A little context: In the 1990’s, Apple was in its “beige box” era. I was actively involved in desktop support for Macs at the time. Most of my clients were advertising agencies, and one of them was TBWA Chiat Day, which had recently been hired by Apple. Macs, once a brilliant product line, had languished, and had an out-of-date operating system. The GUI was no longer unique to them as Microsoft had unleashed Windows 95. Apple was dying, and there were even rumors Microsoft had acquired it.
In came Steve Jobs. Jobs was what every technology company needs–a visionary. Apple was afflicted with corporatism, and Jobs was going to have none of it.
One of his most famous moves was working with Chiat Day to create the “Think Different” ad campaign. When it came out, I hated it immediately. First, there was the cheap grammatical trick to get attention. “Think” is a verb, so it’s modified by an adverb (“differently”). By using poor grammar, Apple got press beyond their purchased ad runs. Newspapers devoted whole articles to whether Apple was teaching children bad grammar.
The ads featured various geniuses like Albert Einstein and Gandhi and proclaimed various trite sentiments about “misfits” and “round pegs in square holes”. But the ads said nothing about technology at all.
If you watch the video you can see Jobs’ logic here. He said that ad campaigns should not be about product but about “values”. The ads need to say something about “who we are”.
I certainly knew who Chiat Day was since I worked there. I can tell you that the advertising copywriters who think up pabulum like “Think Different” couldn’t write technical ads because they could barely turn on their computers without me. They had zero technological knowledge or capability.
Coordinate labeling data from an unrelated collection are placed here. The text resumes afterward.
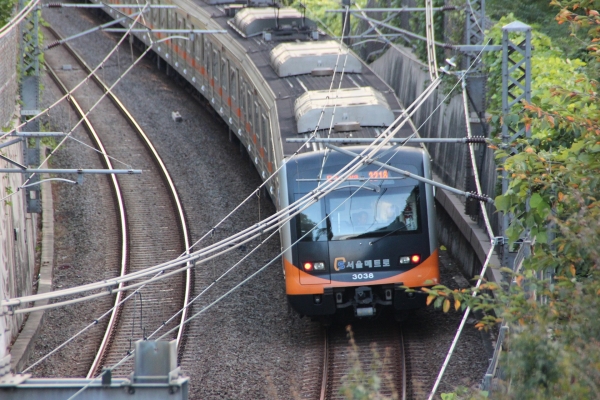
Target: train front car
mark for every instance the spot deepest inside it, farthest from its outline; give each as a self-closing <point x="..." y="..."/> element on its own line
<point x="356" y="249"/>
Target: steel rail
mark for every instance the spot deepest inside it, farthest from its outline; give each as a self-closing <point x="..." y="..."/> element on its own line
<point x="184" y="231"/>
<point x="122" y="218"/>
<point x="325" y="375"/>
<point x="402" y="364"/>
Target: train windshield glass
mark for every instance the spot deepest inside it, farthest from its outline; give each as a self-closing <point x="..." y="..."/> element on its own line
<point x="311" y="227"/>
<point x="392" y="211"/>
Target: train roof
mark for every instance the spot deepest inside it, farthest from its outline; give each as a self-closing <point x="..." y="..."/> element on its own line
<point x="253" y="21"/>
<point x="290" y="59"/>
<point x="289" y="88"/>
<point x="362" y="106"/>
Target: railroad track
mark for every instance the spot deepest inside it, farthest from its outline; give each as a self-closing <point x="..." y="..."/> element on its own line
<point x="152" y="223"/>
<point x="375" y="346"/>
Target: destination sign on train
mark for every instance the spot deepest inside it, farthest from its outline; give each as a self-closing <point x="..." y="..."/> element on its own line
<point x="382" y="174"/>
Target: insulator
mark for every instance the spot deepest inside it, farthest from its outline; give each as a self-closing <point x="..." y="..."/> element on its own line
<point x="480" y="197"/>
<point x="476" y="139"/>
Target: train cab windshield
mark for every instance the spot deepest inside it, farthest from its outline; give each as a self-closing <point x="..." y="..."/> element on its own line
<point x="352" y="213"/>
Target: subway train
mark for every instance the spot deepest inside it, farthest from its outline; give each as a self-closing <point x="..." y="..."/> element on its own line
<point x="276" y="76"/>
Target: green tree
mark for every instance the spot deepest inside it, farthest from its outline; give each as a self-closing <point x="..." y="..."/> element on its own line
<point x="554" y="345"/>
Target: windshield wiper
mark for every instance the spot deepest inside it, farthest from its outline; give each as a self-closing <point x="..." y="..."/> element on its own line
<point x="402" y="228"/>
They were creating “vision” and “values” about something they didn’t understand, so they did it cheaply with recycled images of dead celebrities.
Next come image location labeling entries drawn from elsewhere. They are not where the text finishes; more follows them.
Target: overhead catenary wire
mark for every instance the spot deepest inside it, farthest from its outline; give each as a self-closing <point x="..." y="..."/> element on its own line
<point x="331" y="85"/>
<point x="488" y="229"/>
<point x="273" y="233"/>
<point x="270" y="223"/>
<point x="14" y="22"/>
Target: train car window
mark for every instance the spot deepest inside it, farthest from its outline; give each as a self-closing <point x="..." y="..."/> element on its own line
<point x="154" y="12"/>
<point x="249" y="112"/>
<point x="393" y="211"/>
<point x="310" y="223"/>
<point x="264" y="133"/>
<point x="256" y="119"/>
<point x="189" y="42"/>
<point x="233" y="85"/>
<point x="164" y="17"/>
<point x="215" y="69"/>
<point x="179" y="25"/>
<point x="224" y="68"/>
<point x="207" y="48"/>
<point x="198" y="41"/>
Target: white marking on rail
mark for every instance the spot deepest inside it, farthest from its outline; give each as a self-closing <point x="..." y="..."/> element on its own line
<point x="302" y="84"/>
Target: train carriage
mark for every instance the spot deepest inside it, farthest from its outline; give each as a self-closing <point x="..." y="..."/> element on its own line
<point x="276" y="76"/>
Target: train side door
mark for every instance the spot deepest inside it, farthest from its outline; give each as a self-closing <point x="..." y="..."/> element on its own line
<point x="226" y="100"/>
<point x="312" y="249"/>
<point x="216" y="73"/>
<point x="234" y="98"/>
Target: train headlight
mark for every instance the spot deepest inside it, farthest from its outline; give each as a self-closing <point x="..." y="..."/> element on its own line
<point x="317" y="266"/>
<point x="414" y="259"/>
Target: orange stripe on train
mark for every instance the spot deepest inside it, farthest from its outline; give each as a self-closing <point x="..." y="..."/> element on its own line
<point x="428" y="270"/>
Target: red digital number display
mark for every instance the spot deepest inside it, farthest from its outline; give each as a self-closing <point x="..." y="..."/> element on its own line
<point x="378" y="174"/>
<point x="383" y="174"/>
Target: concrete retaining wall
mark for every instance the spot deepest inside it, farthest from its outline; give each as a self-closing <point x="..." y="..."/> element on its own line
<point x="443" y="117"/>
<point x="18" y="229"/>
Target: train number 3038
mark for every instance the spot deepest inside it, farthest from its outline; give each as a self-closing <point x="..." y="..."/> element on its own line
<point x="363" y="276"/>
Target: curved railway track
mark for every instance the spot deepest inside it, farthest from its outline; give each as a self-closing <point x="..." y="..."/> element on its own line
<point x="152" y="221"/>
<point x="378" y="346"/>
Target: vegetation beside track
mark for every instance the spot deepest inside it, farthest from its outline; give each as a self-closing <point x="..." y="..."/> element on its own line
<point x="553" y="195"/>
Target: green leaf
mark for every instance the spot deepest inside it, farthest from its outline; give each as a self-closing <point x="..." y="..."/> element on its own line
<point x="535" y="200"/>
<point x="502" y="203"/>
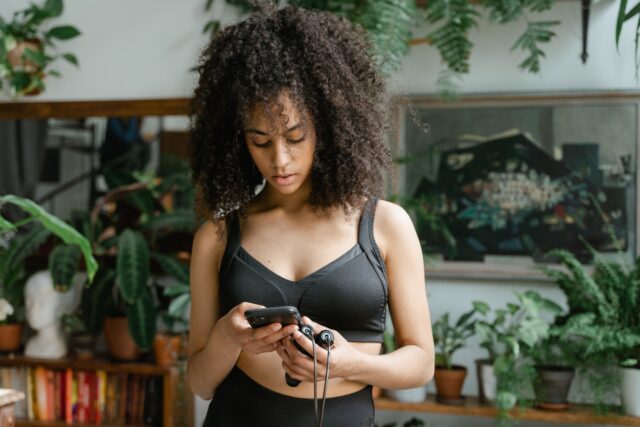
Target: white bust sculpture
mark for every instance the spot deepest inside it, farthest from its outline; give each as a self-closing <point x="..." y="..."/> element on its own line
<point x="44" y="309"/>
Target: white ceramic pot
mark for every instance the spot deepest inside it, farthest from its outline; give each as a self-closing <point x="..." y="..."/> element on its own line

Unfortunately, the tech industry seems to have forgotten something. Jobs didn’t just create this “brilliant” ad campaign with Chiat Day. He dramatically improved the product. He got Mac off the dated OS it was running and introduced OS X. He simplified the product line. He killed the Apple clone market. He developed new chips like the G3. He made the computers look cool. He turned Macs from a dying product into a really good computing platform.
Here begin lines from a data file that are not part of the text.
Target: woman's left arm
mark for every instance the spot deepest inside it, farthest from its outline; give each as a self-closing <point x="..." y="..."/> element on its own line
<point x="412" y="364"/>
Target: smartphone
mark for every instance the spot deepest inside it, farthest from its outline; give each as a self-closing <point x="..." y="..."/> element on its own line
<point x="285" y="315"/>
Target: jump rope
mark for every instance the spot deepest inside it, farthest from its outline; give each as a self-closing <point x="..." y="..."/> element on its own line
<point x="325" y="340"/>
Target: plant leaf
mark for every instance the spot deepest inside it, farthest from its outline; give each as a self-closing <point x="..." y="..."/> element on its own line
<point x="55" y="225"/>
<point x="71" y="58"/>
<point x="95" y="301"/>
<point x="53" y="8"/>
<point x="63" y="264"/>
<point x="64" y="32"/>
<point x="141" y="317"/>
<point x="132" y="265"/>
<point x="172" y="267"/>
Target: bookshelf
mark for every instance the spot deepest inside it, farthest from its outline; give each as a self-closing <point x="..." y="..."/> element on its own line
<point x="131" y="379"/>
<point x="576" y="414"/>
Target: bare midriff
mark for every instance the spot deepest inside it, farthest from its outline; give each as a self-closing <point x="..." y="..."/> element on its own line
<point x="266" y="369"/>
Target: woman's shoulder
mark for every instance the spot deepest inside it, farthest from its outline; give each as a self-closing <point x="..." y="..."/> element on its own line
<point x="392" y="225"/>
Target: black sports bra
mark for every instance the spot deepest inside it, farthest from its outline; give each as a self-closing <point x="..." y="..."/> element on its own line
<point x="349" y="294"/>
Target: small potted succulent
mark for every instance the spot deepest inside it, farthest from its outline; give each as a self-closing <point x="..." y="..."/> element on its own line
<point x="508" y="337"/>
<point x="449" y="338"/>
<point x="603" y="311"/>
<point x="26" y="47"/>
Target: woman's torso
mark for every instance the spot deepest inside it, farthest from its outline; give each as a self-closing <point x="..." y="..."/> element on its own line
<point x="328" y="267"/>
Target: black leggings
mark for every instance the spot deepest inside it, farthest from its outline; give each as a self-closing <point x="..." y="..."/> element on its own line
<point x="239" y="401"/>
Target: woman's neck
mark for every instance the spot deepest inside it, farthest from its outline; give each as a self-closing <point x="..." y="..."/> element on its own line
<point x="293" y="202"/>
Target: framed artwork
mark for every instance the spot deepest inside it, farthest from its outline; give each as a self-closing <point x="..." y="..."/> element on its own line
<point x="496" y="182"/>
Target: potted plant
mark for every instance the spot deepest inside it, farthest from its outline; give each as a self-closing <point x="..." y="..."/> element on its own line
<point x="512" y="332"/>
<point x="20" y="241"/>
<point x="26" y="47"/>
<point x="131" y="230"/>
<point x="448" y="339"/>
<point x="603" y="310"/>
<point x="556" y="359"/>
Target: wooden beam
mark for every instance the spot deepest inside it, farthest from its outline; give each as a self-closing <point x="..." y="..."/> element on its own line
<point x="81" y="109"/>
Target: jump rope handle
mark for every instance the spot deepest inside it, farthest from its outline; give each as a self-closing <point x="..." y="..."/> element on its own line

Many tech companies think they can just do the vision thing without the product. And so they release stupid ad campaigns with hired actors talking about “connecting all of humanity” or whatever their ad agency can come up with. They push their inane “values” and “mission” down the throats of employees. But they never fix their products. They ship the same crappy products they always shipped but with fancy advertising on top.
The thing about Steve Jobs is that everybody admires his worst characteristics and forgets his best. Some leaders and execs act like complete jerks because Steve Jobs was reputed to be a complete jerk. They focus on “values” and slick ad campaigns, thinking Jobs succeeded because of these things. Instead, he succeeded in spite of them. At the end of the day, Apple was all about the product and they made brilliant products.
The problem with modern corporatism is the army of non-specialized business types who rule over everything. They don’t understand the products, they don’t understand those who use them, they don’t understand technology, but…Steve Jobs! So, they create strategy, mission, values, meaningless and inspiring but insipid ad campaigns, and they don’t build good products. And then they send old Jobs videos around on LinkedIn to make the problem worse.